On sent vraiment qu'il s'agit là d'un tome servant d'introduction, qui pose les bases qui vont ensuite se développer au fil du tome, pas seulement les prémices de la relation entre nos deux personnages principaux mais aussi les intrigues qui menacent peu à peu la dynastie julio-claudienne qui règne à Rome, ainsi que des questions qui restent sans réponses, aussi bien concernant l'histoire que le personnage de Cato (qui sont les parents de Cato qui ont été affranchis avant lui ? Qui sont ses puissants amis et ses puissants ennemis ? Veut-on le protéger ou le tuer, etc).

Pour résumer : un premier tome facile à lire avec une écriture fluide, qui pose efficacement les bases de l'histoire, une intrigue sans grande originalité mais qui tient la route et qui reste intéressante à lire, dans un décor historique en toile de fond, beaucoup de rebondissement et d'action. Une lecture sympathique mais pas inoubliable pour moi, j'ignore si je lirai la suite. Pour le moment, je ne souhaite pas m'investir émotionnellement et financièrement dans une longue série donc... que sera sera !
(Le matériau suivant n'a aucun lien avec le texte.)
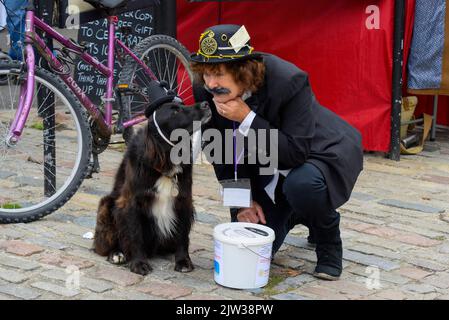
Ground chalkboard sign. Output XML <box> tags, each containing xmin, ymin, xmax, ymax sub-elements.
<box><xmin>75</xmin><ymin>7</ymin><xmax>155</xmax><ymax>105</ymax></box>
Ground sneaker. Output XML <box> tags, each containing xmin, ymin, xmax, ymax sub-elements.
<box><xmin>313</xmin><ymin>241</ymin><xmax>343</xmax><ymax>281</ymax></box>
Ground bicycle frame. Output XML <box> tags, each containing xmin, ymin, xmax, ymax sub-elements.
<box><xmin>9</xmin><ymin>10</ymin><xmax>157</xmax><ymax>144</ymax></box>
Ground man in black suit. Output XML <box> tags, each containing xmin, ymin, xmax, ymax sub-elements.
<box><xmin>191</xmin><ymin>25</ymin><xmax>363</xmax><ymax>280</ymax></box>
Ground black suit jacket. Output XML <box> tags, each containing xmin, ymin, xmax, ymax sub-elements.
<box><xmin>194</xmin><ymin>54</ymin><xmax>363</xmax><ymax>208</ymax></box>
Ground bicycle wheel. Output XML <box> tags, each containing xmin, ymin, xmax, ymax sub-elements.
<box><xmin>0</xmin><ymin>63</ymin><xmax>91</xmax><ymax>223</ymax></box>
<box><xmin>119</xmin><ymin>35</ymin><xmax>194</xmax><ymax>118</ymax></box>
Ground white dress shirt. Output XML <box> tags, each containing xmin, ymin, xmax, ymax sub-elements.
<box><xmin>239</xmin><ymin>92</ymin><xmax>291</xmax><ymax>203</ymax></box>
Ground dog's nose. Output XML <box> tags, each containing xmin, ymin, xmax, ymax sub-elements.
<box><xmin>200</xmin><ymin>101</ymin><xmax>209</xmax><ymax>109</ymax></box>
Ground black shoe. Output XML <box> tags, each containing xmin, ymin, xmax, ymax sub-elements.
<box><xmin>313</xmin><ymin>240</ymin><xmax>343</xmax><ymax>280</ymax></box>
<box><xmin>307</xmin><ymin>228</ymin><xmax>316</xmax><ymax>245</ymax></box>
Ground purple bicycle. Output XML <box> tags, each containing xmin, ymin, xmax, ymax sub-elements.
<box><xmin>0</xmin><ymin>0</ymin><xmax>194</xmax><ymax>223</ymax></box>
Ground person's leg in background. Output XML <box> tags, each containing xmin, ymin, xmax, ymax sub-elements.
<box><xmin>4</xmin><ymin>0</ymin><xmax>28</xmax><ymax>61</ymax></box>
<box><xmin>283</xmin><ymin>163</ymin><xmax>343</xmax><ymax>280</ymax></box>
<box><xmin>0</xmin><ymin>2</ymin><xmax>6</xmax><ymax>31</ymax></box>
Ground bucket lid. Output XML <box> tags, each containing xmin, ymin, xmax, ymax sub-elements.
<box><xmin>214</xmin><ymin>222</ymin><xmax>274</xmax><ymax>246</ymax></box>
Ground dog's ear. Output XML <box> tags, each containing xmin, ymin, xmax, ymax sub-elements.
<box><xmin>143</xmin><ymin>130</ymin><xmax>167</xmax><ymax>173</ymax></box>
<box><xmin>145</xmin><ymin>81</ymin><xmax>176</xmax><ymax>118</ymax></box>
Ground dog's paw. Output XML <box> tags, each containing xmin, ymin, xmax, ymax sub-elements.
<box><xmin>129</xmin><ymin>260</ymin><xmax>153</xmax><ymax>276</ymax></box>
<box><xmin>108</xmin><ymin>251</ymin><xmax>126</xmax><ymax>264</ymax></box>
<box><xmin>175</xmin><ymin>258</ymin><xmax>194</xmax><ymax>273</ymax></box>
Macro écarta les mains du géant de sa gorge et tenta désespérément de faire entrer de l'air dans ses poumons. Puis, soulevant le corps avec effort pour le faire rouler sur le côté, il se releva avec un regard furieux pour ses légionnaires. 
- Qu'est-ce que vous attendiez, bon sang ? 
- Tu as dit "Laissez-le moi", protesta Pyrax. 
Macro se frotta le cou avec une grimace de douleur. 
- Eh bien, la prochaine fois, faites preuve d'initiative. Si un type veut faire la peau de votre centurion, vous intervenez - peu importe ce qu'on vous a dit. Compris ?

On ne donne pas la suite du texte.